Scotland on Tuesday became the first country to allow free and universal access to menstrual products, including sanitary napkins and tampons, in what is being seen as a historical achievement for the global campaign against period poverty, reported CNN. The Period Products (Free Provision) (Scotland) Act was passed unopposed through its final stage.
Period poverty is a term that defines the struggle to pay for basic sanitary products every month. Charities claimed there has been a rise in such cases due to the coronavirus pandemic.
The bill, introduced by politician Monica Lennon, proposed three different ways to make the products available to everyone for free. “...the Scottish Government must set up a Scotland-wide scheme to allow anyone who needs period products to get them free of charge,” according to Scottish Parliament website.

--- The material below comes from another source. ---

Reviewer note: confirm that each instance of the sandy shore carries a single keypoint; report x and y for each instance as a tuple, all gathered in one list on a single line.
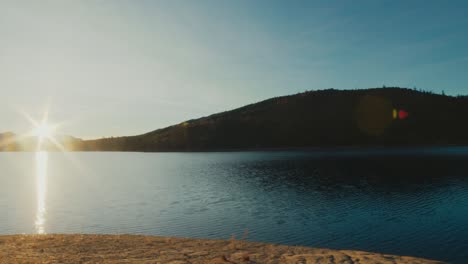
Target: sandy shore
[(150, 249)]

Educational institutions were asked to make a range of period products available for free, and the government will also be empowered to make other public organisations provide the products with no cost.

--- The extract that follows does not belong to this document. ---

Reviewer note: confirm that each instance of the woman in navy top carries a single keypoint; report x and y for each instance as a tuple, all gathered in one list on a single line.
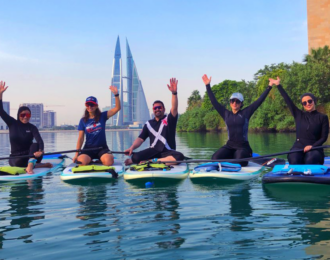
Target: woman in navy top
[(312, 128), (93, 126)]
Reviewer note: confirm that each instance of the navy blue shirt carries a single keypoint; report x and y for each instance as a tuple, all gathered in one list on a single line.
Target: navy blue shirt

“This will make a massive difference to the lives of women and girls and everyone who menstruates,” Lennon told The Guardian. “There has already been great progress at a community level and through local authorities in giving everyone the chance of period dignity.” The Scottish politician said there was a significant change in the manner periods are discussed in the public.

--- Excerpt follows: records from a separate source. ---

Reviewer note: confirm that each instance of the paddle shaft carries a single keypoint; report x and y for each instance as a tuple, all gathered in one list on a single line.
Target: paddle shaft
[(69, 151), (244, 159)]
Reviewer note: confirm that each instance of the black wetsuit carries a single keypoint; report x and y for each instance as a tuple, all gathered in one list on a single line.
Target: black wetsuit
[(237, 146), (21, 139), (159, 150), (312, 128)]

The scheme is likely to cost around £8.7 million (around Rs 86 crore) every year till 2022. Lennon cited official inequality statistics that showed nearly 20% women in Scotland were living in relative poverty.
“Proud to vote for this groundbreaking legislation, making Scotland the first country in the world to provide free period products for all who need them,” tweeted Scotland’s First Minister Nicola Sturgeon. “An important policy for women and girls.”
One in every 10 girls in the United Kingdom have not been able to buy period products, a 2017 survey from Plan International UK revealed. It also found that almost half of all the girls, aged between 14 and 21, were embarrassed of their periods, and nearly a half missed a day of school because of it.
In 2019, England had launched an initiative to provide sanitary products free of cost in schools, according to CNN.
The pandemic also triggered a crisis in India over the availability of sanitary pads. Schools, which usually provided a pack of pads to the girls each month, were no longer able to do so after the pandemic-induced shutdown. With schools being closed, along with other supply chain issues, as few as 15% of girls had access to sanitary pads during the lockdown. However, the duration of this unavailability is unclear.